Thermodynamics of microphase separation in a swollen, strain-stiffening polymer network

TL;DR

This paper extends Flory-Huggins theory to quantitatively predict microphase separation in swollen, strain-stiffening polymer networks, emphasizing the role of nonlinear elasticity in controlling microstructure morphology.

Contribution

It introduces a parameter-free model incorporating strain-stiffening effects to accurately predict EMPS phase diagrams based on measurable properties.

Findings

Strain-stiffening stabilizes metastable microphase separation.

Microstructure morphology depends on nonlinear elastic responses.
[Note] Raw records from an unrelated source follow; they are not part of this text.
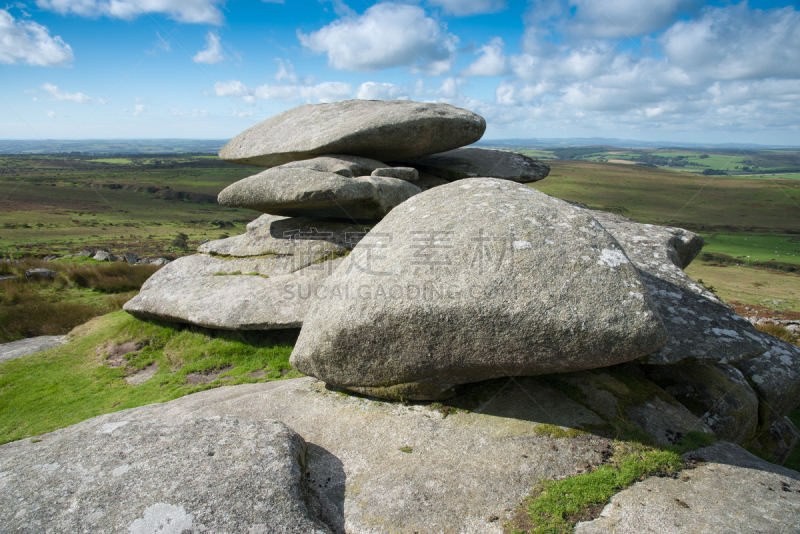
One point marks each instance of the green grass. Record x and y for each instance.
(82, 290)
(63, 386)
(555, 506)
(756, 247)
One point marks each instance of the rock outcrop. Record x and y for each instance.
(298, 192)
(143, 471)
(380, 130)
(729, 491)
(232, 294)
(476, 162)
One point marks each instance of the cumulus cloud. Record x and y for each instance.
(727, 68)
(463, 8)
(623, 18)
(491, 62)
(31, 43)
(381, 91)
(386, 35)
(80, 98)
(185, 11)
(737, 42)
(322, 92)
(212, 53)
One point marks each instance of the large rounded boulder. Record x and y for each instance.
(475, 280)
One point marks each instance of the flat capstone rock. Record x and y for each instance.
(380, 130)
(731, 490)
(775, 375)
(341, 164)
(474, 162)
(143, 472)
(301, 192)
(225, 296)
(477, 279)
(289, 236)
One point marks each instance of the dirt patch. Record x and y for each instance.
(194, 379)
(115, 354)
(142, 375)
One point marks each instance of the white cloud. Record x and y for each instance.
(623, 18)
(737, 42)
(492, 62)
(212, 52)
(386, 35)
(80, 98)
(31, 43)
(185, 11)
(463, 8)
(321, 92)
(381, 91)
(450, 88)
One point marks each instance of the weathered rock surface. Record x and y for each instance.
(718, 394)
(733, 491)
(31, 345)
(701, 328)
(380, 130)
(214, 293)
(473, 280)
(473, 162)
(778, 440)
(775, 375)
(289, 236)
(461, 470)
(142, 471)
(621, 391)
(103, 255)
(409, 174)
(341, 164)
(305, 192)
(40, 273)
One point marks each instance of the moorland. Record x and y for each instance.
(60, 204)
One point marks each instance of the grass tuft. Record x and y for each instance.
(87, 376)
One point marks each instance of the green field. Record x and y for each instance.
(60, 204)
(756, 248)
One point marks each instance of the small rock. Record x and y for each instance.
(473, 162)
(409, 174)
(299, 192)
(341, 164)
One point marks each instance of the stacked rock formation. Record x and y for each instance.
(416, 267)
(333, 171)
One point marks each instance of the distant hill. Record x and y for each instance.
(618, 143)
(113, 146)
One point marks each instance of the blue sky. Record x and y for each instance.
(668, 70)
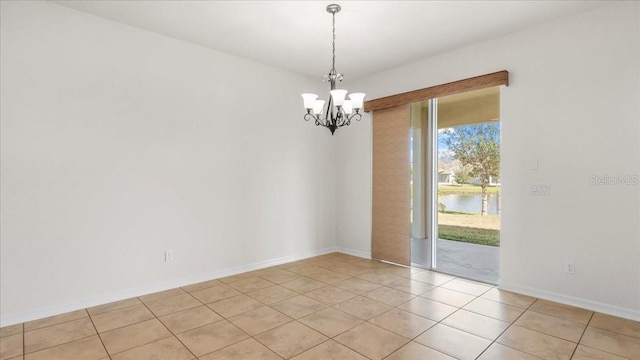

Model matches experimental solubility and mechanical data.

Abstract

Elastic MicroPhase Separation (EMPS) provides a simple route to create soft materials with homogeneous microstructures by leveraging the supersaturation of crosslinked polymer networks with liquids. At low supersaturation, network elasticity stabilizes a uniform mixture, but beyond a critical threshold, metastable microphase-separated domains emerge. While previous theories have focused on describing qualitative features about the size and morphology of these domains, they do not make quantitative predictions about EMPS phase diagrams. In this work, we extend Flory-Huggins theory to quantitatively capture EMPS phase diagrams by incorporating strain-stiffening effects. This model requires no fitting parameters and relies solely on independently measured solubility parameters and large-deformation mechanical responses. Our results reveal that strain-stiffening enables metastable microphase separation within the swelling equilibrium state and why the microstructures can range from discrete droplets to bicontinuous networks. This works highlights the critical role of nonlinear elasticity in controlling phase-separated morphologies in polymer gels.